Hopefully everything so far has been helpful. The code could be used as a starting point for other Drupal site migrations into Known. The constants at the top of the file will need adjustment to appropriately grab your content. Assuming you use the same field names for the SQL queries the rest of the import code should largely work. Outside of those constants at the top the following methods will likely need review & refactoring to meet your needs;

  • getFiles(): This currently includes a bunch of unmanaged files and dummies them up to match the managed files data structure. The list of unmanaged files that should migrate will vary from site to site.
  • addUser(): Hardcodes adding a couple users as admins. This could be omitted. All user accounts have mangled passwords between 68 and 127 in length. The idea here is to require users to set a new password via Known's password reset process
  • rewriteURL(): Can be modified to clean up any garbage content and normalize URLs into one particular format. We opted to switch to relative rather than absolute links so that testing would work fine when we were not on the funnymonkey.com domain. This could also be extended to support rewriting node references to other nodes as well, but we opted to defer to 301 (moved permanently) redirects.
  • rewriteContentLinks(): We rewrite content references using our rewriteURL() process so that we can map files to their new destination and normalize on the same process for all content.

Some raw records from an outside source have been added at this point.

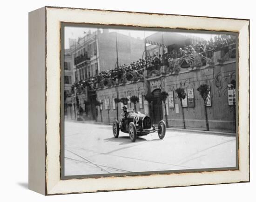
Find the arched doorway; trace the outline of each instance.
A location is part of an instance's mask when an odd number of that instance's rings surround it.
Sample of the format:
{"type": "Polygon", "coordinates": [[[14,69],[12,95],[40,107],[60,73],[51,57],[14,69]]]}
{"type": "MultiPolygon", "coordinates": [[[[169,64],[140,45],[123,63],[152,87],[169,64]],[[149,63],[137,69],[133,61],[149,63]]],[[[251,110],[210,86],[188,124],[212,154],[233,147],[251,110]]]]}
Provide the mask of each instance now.
{"type": "Polygon", "coordinates": [[[149,104],[150,116],[153,123],[157,124],[162,119],[162,102],[160,100],[161,90],[156,89],[152,93],[152,100],[149,104]]]}

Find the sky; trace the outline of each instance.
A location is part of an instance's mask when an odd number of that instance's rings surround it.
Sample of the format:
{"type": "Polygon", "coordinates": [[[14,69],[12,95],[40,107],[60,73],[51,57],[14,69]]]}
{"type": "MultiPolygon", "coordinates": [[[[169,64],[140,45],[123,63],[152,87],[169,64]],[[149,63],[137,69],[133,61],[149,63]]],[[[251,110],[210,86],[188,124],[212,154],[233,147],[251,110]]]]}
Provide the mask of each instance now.
{"type": "MultiPolygon", "coordinates": [[[[64,31],[65,48],[68,48],[69,47],[68,39],[78,39],[78,37],[82,37],[85,35],[84,33],[88,33],[90,30],[91,33],[92,33],[96,31],[96,28],[86,27],[65,27],[64,31]]],[[[127,35],[128,35],[129,33],[130,33],[132,37],[135,38],[140,37],[141,39],[144,39],[145,36],[147,37],[156,32],[155,31],[136,30],[128,29],[109,29],[109,32],[117,32],[118,33],[127,35]]],[[[191,35],[202,38],[207,40],[209,40],[211,37],[212,37],[213,39],[214,38],[214,37],[216,35],[216,34],[213,34],[189,33],[189,32],[178,32],[178,33],[182,34],[189,34],[191,35]]]]}

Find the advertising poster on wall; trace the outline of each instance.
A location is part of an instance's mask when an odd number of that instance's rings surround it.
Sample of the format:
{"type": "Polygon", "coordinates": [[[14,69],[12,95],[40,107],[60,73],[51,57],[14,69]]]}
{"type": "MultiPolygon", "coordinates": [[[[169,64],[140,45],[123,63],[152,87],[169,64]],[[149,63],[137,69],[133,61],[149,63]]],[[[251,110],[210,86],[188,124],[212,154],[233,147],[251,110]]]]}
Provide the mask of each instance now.
{"type": "Polygon", "coordinates": [[[210,90],[209,91],[209,93],[208,94],[208,96],[207,96],[207,102],[206,102],[206,106],[207,107],[211,107],[212,106],[210,90]]]}
{"type": "Polygon", "coordinates": [[[148,101],[144,101],[144,112],[145,114],[148,114],[148,101]]]}
{"type": "Polygon", "coordinates": [[[112,98],[112,104],[113,105],[113,109],[115,109],[115,98],[112,98]]]}
{"type": "Polygon", "coordinates": [[[232,106],[236,104],[236,91],[233,89],[228,90],[229,106],[232,106]]]}
{"type": "Polygon", "coordinates": [[[141,94],[139,95],[139,103],[140,104],[140,108],[142,109],[143,108],[142,96],[141,94]]]}
{"type": "Polygon", "coordinates": [[[187,93],[187,90],[185,89],[185,92],[186,93],[186,97],[182,100],[182,106],[183,108],[188,107],[188,93],[187,93]]]}
{"type": "Polygon", "coordinates": [[[173,91],[170,91],[168,93],[168,99],[169,100],[169,108],[174,108],[174,97],[173,91]]]}
{"type": "Polygon", "coordinates": [[[175,113],[179,114],[179,105],[178,104],[175,104],[175,113]]]}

Taxonomy is handled by mapping to hashtags appended to the end of the content. See addNode() for more details.

URL rewrites

In addition to each step in the migration rendering a list of rewrites at the bottom of the import screen, Drupal also uses url_aliases that we need to account for.

The following SQL does that for us, we omit all url_aliases that are not users or nodes.


SELECT CONCAT('RewriteRule "^', alias, '$" "', source, '" [L,R=301]') FROM url_alias where source like '%user%' OR source like '%node%';

Points for improvement in Known

Overall the experience with Known was fantastic and a very refreshing experience working with a system with such a tightly focused use case and quality implementation. That said, the following details were points that I saw as potential opportunities for improvement.

Modular import/export process
Arguably this can be better handled with custom code like we did. However, having a modular import/export process lowers a barrier to collaborate and get content into Known. Perhaps the import/export functionality should itself be a Known plugin. In fairness what is currently there handles other platforms that have a standardized export process, and that's a good first step. Besides, Drupal is far from being in a place to have a standard export routine across various implementations. For Drupal there could be a standard views export template that you can map your content into a views export and then a generic Drupal to Known importer that imports data formatted in a particular as defined by the views template, but that's a Drupal project.
AddAnnotation() doesn't return ID
The other processes and methods for saving other Known content all return the newly created ID when creating new objects. This is really a minor nitpick but it made checking the import routine a bit haphazard and prevented a one-to-one on the URL rewrites. In our case we opted to rewrite to the source document rather than the specific comment. While this loses the direct link it does not break the link in the event anybody had linked to the site externally.